NO RIGHTS AS SHAREHOLDER PRIOR TO VESTING: Prior to any Vesting Date, you will have no rights as a shareholder of the Company with respect to the Shares to be issued on or after that Vesting Date.
BUY OUT: Prior to any Vesting Date, the Company will have the right, in its sole discretion and without your consent, to elect to pay you the Fair Market Value of the Shares in lieu of issuing you a certificate for such Shares.
TAXES: You must pay all applicable U.S. federal, state and local taxes resulting from the grant of this award or the issuance of Shares upon any vesting of this award. The Company has the right to withhold all applicable taxes due upon the vesting of this award from the proceeds of this award or from future earnings (including accrued but unpaid director’s fees or any other payments).
CONDITIONS: This award is governed by and subject to the terms and conditions of the Plan, which contains important provisions of this award and forms a part of this Agreement.
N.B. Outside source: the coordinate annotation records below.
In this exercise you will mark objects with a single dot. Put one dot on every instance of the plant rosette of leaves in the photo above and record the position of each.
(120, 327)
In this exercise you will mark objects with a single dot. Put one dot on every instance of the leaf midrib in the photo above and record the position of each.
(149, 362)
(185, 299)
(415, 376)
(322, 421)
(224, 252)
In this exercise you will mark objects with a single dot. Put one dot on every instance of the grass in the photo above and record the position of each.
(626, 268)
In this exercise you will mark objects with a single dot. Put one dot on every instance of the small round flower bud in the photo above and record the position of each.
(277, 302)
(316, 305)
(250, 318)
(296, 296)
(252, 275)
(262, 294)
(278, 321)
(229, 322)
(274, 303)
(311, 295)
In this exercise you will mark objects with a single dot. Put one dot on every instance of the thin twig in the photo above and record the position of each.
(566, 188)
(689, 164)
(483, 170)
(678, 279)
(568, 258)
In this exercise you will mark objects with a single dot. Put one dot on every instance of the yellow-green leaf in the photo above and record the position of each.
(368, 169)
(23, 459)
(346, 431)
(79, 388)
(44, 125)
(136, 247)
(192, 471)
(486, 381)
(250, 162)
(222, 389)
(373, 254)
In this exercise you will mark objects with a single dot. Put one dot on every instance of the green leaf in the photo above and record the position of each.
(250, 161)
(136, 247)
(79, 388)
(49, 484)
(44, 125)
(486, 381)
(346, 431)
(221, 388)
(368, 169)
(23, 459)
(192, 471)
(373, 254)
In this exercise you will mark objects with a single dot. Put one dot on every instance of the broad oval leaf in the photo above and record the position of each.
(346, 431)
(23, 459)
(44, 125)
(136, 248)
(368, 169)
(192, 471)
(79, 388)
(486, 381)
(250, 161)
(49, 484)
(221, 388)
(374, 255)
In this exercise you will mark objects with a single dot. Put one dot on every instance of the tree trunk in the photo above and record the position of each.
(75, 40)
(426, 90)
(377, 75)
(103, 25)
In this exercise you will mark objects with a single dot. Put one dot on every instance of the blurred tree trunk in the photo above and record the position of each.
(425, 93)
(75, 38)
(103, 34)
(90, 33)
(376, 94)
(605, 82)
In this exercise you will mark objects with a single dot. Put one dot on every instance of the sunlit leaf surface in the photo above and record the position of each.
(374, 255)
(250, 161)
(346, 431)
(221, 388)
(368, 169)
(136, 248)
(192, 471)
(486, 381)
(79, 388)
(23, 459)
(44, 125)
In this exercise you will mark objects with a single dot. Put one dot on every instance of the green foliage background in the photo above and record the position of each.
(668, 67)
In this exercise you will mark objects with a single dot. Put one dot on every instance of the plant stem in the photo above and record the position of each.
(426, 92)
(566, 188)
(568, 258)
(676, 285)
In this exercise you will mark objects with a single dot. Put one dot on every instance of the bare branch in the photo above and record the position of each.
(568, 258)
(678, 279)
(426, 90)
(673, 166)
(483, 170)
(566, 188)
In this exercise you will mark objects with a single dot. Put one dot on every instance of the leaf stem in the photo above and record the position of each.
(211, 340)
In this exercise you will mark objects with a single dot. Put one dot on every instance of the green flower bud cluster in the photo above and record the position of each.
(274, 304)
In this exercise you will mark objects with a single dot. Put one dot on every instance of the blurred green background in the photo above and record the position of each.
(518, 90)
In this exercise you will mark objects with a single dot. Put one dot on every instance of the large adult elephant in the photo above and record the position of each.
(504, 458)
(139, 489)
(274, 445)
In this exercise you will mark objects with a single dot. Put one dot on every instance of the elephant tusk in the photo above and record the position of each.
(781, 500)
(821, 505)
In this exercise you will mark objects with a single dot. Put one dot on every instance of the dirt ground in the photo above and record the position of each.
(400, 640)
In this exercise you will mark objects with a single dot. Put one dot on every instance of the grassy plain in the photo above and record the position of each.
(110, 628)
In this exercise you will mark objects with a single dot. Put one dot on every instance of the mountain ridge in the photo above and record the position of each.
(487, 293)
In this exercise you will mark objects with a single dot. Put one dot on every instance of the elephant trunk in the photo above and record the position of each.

A copy of the Plan is being provided to you, along with a summary of the Plan. If there is any conflict between any provision of this Agreement and the Plan, this Agreement will control, unless the provision is not permitted by the Plan, in which case the provision of the Plan will apply. Your rights and obligations under this Agreement are also governed by and are subject to applicable U.S. laws.
ACKNOWLEDGEMENT: To acknowledge receipt of this award, please sign and return one copy of this Agreement to the Corporate Secretary’s Office, Attention: Xxxxxxx Xxxxxxx.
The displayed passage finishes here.